In the heart of Old Town Bluffton along May River Road, large “FOR SALE” signs in front of several derelict structures advertise a new opportunity for developers. The signs direct residents to a website with conceptual plans, maps and renderings for what could be built.
The website is longtime landowner Francis Coburn’s vision for more than 4 acres that he’s been trying to sell for years. It includes a parking garage and a 75-room hotel on 3 acres adjacent to The Promenade on May River Road, as well as a 1.4-acre block of commercial and retail buildings between Calhoun Street and Dubois Lane.
But the town of Bluffton, contacted this week about Coburn’s development vision, had no knowledge of it.
The development is being marketed as “Heritage Place at Old Town.” All conceptual plans would have to be approved by the town of Bluffton, and the town has not received any applications, spokesperson Debbie Szpanka said.
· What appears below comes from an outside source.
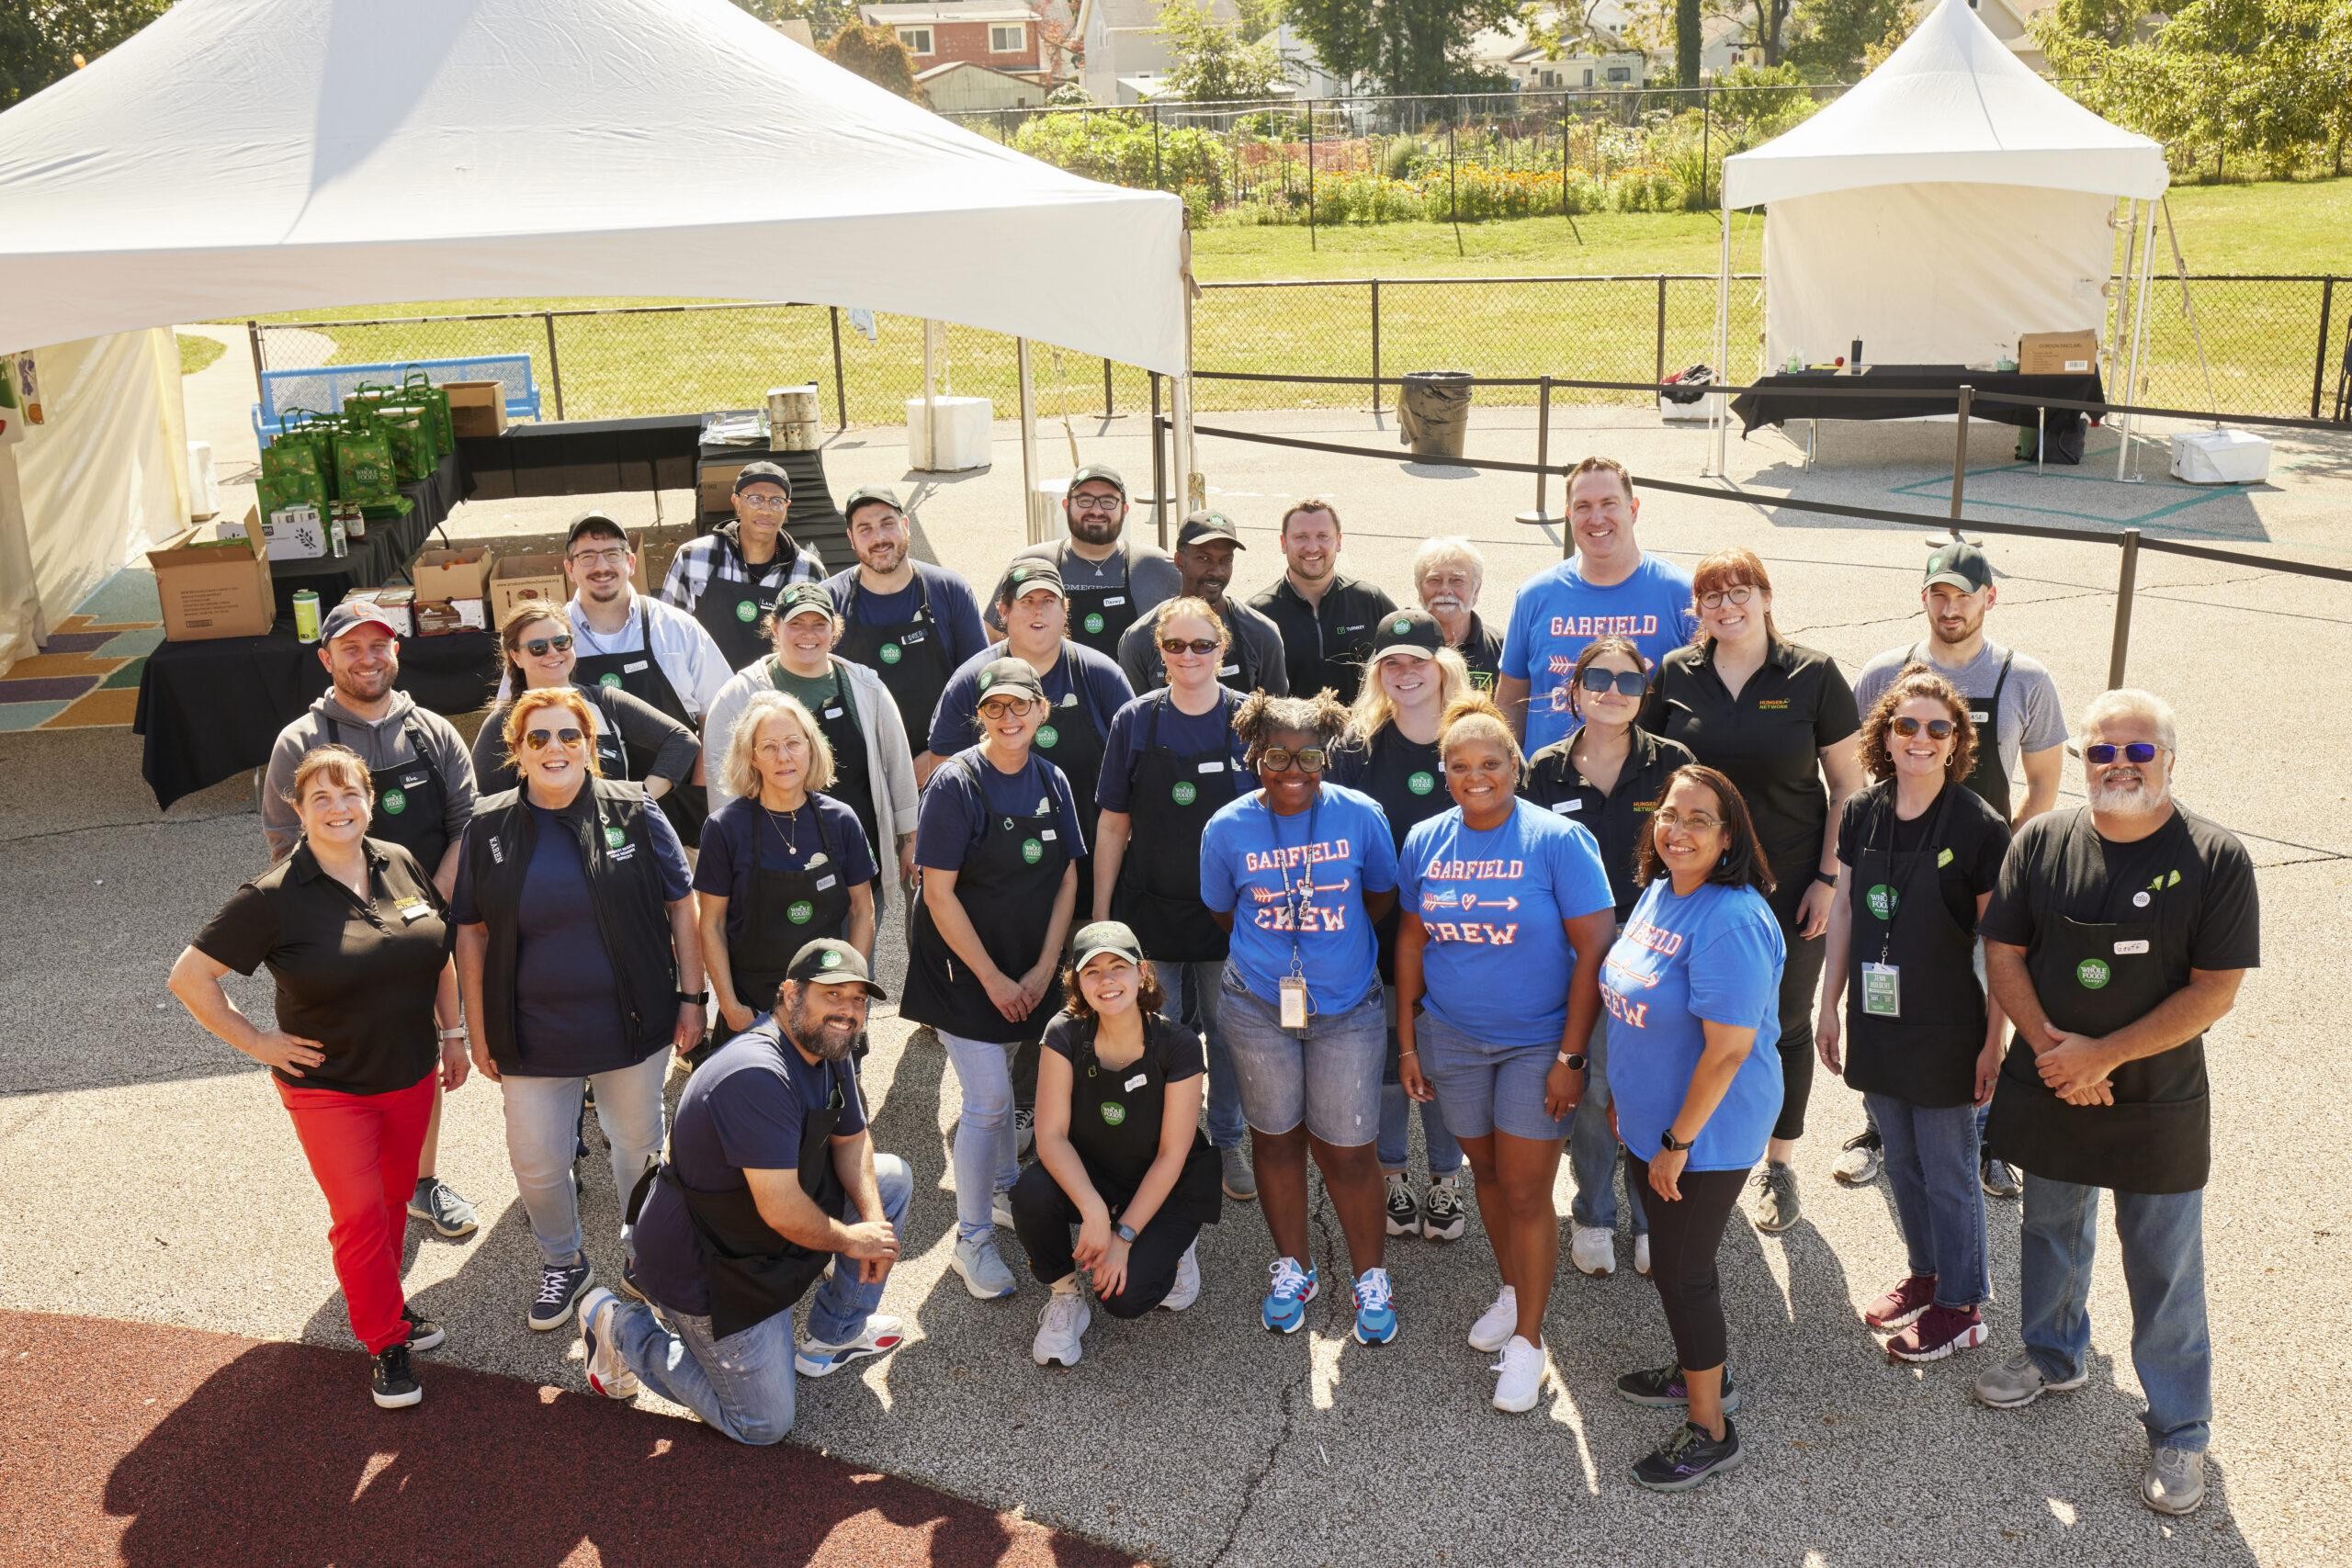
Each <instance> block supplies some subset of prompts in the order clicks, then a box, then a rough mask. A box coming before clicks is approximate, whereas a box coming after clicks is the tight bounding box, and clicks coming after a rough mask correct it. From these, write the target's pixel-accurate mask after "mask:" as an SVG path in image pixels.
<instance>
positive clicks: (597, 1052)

A large “for sale” sign along May River Road advertises the development as a “Mixed-Used Development Opportunity.”
“The seller is really trying to balance the culture and history of Bluffton with what is allowable in the current zoning,” Coastal Investment Network broker Chris Bowes said. “He has a true love and affection for Bluffton and is extremely sensible to the culture of Old Town.”
Bowes is selling the land as two different parcels — Heritage Place North and Heritage Place South. Heritage Place North, the 3 acres adjacent to The Promenade where renderings show concepts for a hotel and parking garage, is listed online for $6 million, but Bowes said that price is negotiable. The 1.4-acre block between Calhoun Street and Dubois Lane dubbed Heritage Place South is listed at $3 million.
“We have received inquires from both local and out-of-town folks,” he said. “It’s a unique and special property, and it’s not for everyone based on the size and scope.”
Representatives from KRA Architecture + Design did not return two calls for comment over two days.
Several buildings on the property are identified as contributing structures to the Bluffton Historic District, including the “Red Dot” liquor store built in 1930.
“It’s imperative from the seller’s standpoint that whatever is developed on this property maintains the quality of Bluffton with as little disruption as possible,” Bowes said.
Coburn has been trying to sell the property for years. In 2016, a group of Old Town Bluffton business and property owners, including Coburn, tried to sell a portion of the land to the town for about $2.8 million — citing it as a potential solution to Old Town’s notorious parking woes. The roughly 3-acre parcel would have accommodated about 250 parking spaces. However, the plan never gained traction.
The property is zoned as a neighborhood core historic district, which would allow for various developments, including commercial buildings, a live-work community, civic buildings, restaurants, a hotel and offices.